Wall’s approach to his work was forged in the upheavals in art theory and practice of the late 1960s. Having studied art history in Vancouver, he moved on to the Courtauld Institute in London and became immersed in both hardcore conceptual art and radical theory, steeping himself in the works of Walter Benjamin, Louis Althusser and the Frankfurt School. But critical debates only took him so far: he also had to find “a métier”.
He found it in the form of realism that had been through the conceptual mangle and come out the other side. “If anything could be art, the art of the past can be art,” he says. “That was a paradox that couldn’t be excluded. If I wanted to go back and reconstruct the 19th century in my own head, that was art. It opened the door to doing something so-called traditional that wasn’t traditional at all. It’s just as post-conceptual as anything else and stems from the same starting point.”
He had discovered art via the illustrated art books that his parents received on subscription. “I loved looking at Bruegel’s ‘Triumph of Death’ as a kid, all the skeletons and victims of the apocalypse. It was like a movie, better than a movie in a way.” Photography fascinated him, too. He admired the work of Walker Evans and Robert Frank but there was a sense that they had done all there was to be done.
“It seemed like those people had pretty much perfected that kind of photography – the small photograph of the real world, made somehow in the actual, and ending up in a book. It was the perfect form of reportage as art – and it seemed there was nowhere to go after them. I saw it as a closed door. It just wasn’t for me.”

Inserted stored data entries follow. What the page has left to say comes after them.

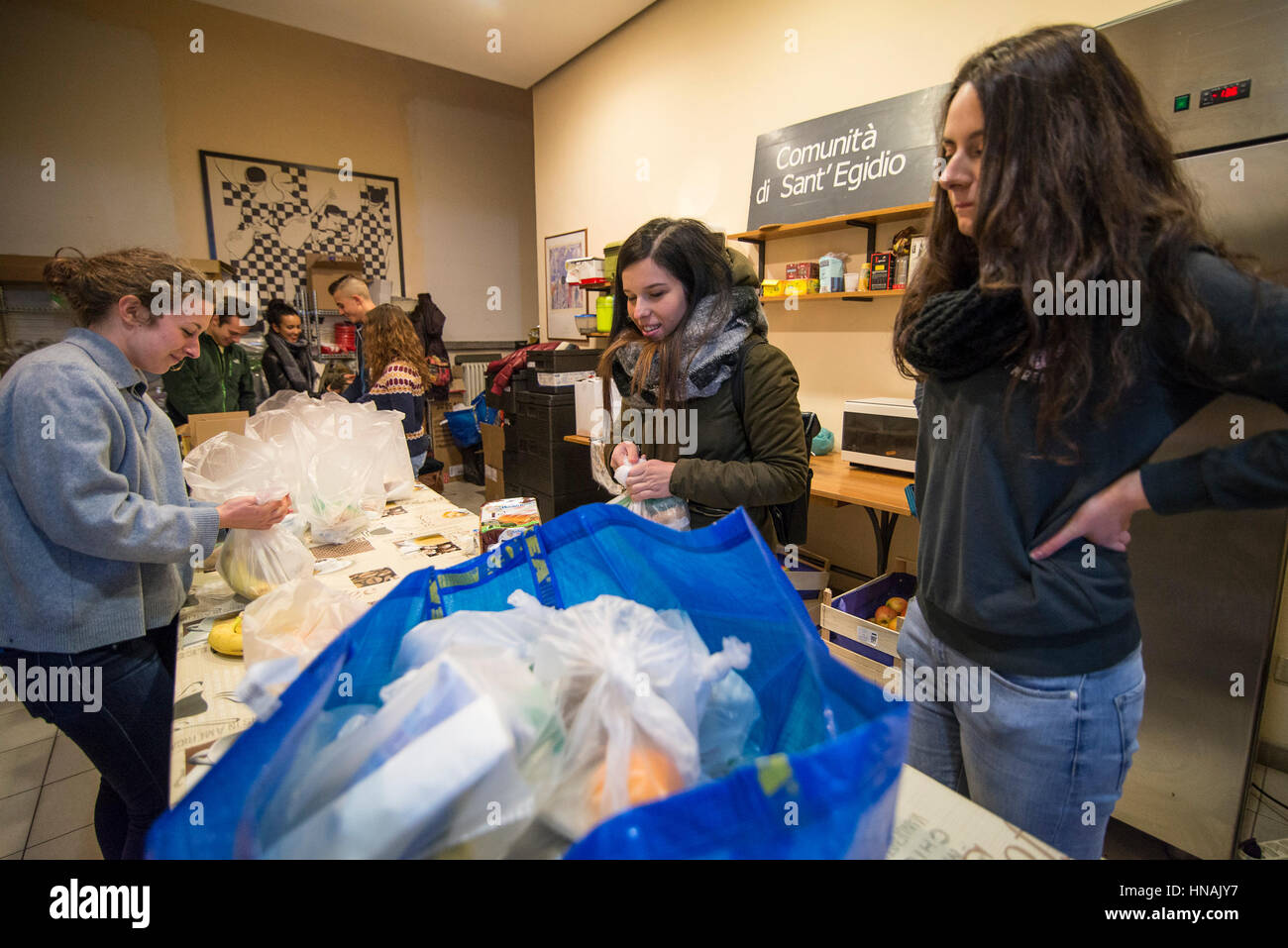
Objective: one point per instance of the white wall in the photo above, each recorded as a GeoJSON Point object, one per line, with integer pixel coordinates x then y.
{"type": "Point", "coordinates": [687, 86]}
{"type": "Point", "coordinates": [114, 93]}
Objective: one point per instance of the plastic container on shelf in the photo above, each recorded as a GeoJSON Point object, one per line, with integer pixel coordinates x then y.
{"type": "Point", "coordinates": [604, 313]}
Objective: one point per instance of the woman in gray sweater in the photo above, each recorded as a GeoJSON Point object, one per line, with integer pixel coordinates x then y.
{"type": "Point", "coordinates": [101, 539]}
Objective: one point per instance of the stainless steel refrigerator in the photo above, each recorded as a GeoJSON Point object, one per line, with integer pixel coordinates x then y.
{"type": "Point", "coordinates": [1209, 583]}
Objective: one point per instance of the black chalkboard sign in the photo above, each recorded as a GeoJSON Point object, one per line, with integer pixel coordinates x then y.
{"type": "Point", "coordinates": [848, 162]}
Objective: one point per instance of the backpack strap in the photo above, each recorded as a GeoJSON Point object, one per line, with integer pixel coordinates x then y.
{"type": "Point", "coordinates": [739, 393]}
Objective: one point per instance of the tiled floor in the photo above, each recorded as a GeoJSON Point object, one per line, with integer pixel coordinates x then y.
{"type": "Point", "coordinates": [47, 791]}
{"type": "Point", "coordinates": [1266, 818]}
{"type": "Point", "coordinates": [48, 786]}
{"type": "Point", "coordinates": [464, 494]}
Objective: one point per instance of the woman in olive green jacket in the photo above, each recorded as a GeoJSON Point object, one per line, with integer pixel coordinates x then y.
{"type": "Point", "coordinates": [686, 312]}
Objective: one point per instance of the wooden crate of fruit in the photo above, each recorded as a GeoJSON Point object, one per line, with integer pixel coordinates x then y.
{"type": "Point", "coordinates": [850, 626]}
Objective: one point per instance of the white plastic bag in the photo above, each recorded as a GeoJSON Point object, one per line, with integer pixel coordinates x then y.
{"type": "Point", "coordinates": [256, 562]}
{"type": "Point", "coordinates": [253, 562]}
{"type": "Point", "coordinates": [671, 511]}
{"type": "Point", "coordinates": [631, 685]}
{"type": "Point", "coordinates": [399, 479]}
{"type": "Point", "coordinates": [297, 618]}
{"type": "Point", "coordinates": [514, 630]}
{"type": "Point", "coordinates": [432, 769]}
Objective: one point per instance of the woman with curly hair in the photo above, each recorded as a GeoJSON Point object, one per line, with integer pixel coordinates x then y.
{"type": "Point", "coordinates": [1038, 421]}
{"type": "Point", "coordinates": [398, 366]}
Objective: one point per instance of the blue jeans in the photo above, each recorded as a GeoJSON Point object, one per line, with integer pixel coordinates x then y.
{"type": "Point", "coordinates": [128, 738]}
{"type": "Point", "coordinates": [1047, 755]}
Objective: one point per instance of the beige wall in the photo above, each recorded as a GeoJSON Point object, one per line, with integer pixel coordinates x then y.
{"type": "Point", "coordinates": [687, 86]}
{"type": "Point", "coordinates": [112, 93]}
{"type": "Point", "coordinates": [690, 85]}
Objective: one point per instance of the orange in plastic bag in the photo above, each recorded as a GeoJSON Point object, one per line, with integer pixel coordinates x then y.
{"type": "Point", "coordinates": [652, 776]}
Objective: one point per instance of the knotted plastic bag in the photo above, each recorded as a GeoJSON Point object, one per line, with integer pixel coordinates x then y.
{"type": "Point", "coordinates": [253, 562]}
{"type": "Point", "coordinates": [670, 511]}
{"type": "Point", "coordinates": [296, 620]}
{"type": "Point", "coordinates": [631, 685]}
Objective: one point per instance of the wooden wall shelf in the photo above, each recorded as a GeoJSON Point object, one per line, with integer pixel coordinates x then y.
{"type": "Point", "coordinates": [883, 215]}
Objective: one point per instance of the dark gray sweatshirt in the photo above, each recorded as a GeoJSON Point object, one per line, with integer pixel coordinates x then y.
{"type": "Point", "coordinates": [984, 502]}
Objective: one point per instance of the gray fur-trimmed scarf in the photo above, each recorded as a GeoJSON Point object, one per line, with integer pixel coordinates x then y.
{"type": "Point", "coordinates": [712, 364]}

By contrast, cinema offered a way forward. “Cinema was a great model for openness in photography because there was no stylistic norm,” he says. And since the earliest light-box works, such as the much loved/much argued-over “Picture for Women” (1979) – a puzzle in a mirror based on Manet’s “A Bar at the Folies-Bergère” – Wall has called his pictures “cinematography”. The light boxes may have now given way to black-and-white and ink-jet colour prints but he still regards the term as apt. It is all about composition.
“Compose, bring things together, make unity out of them,” he says. “It’s one of the most pleasurable things one can do.”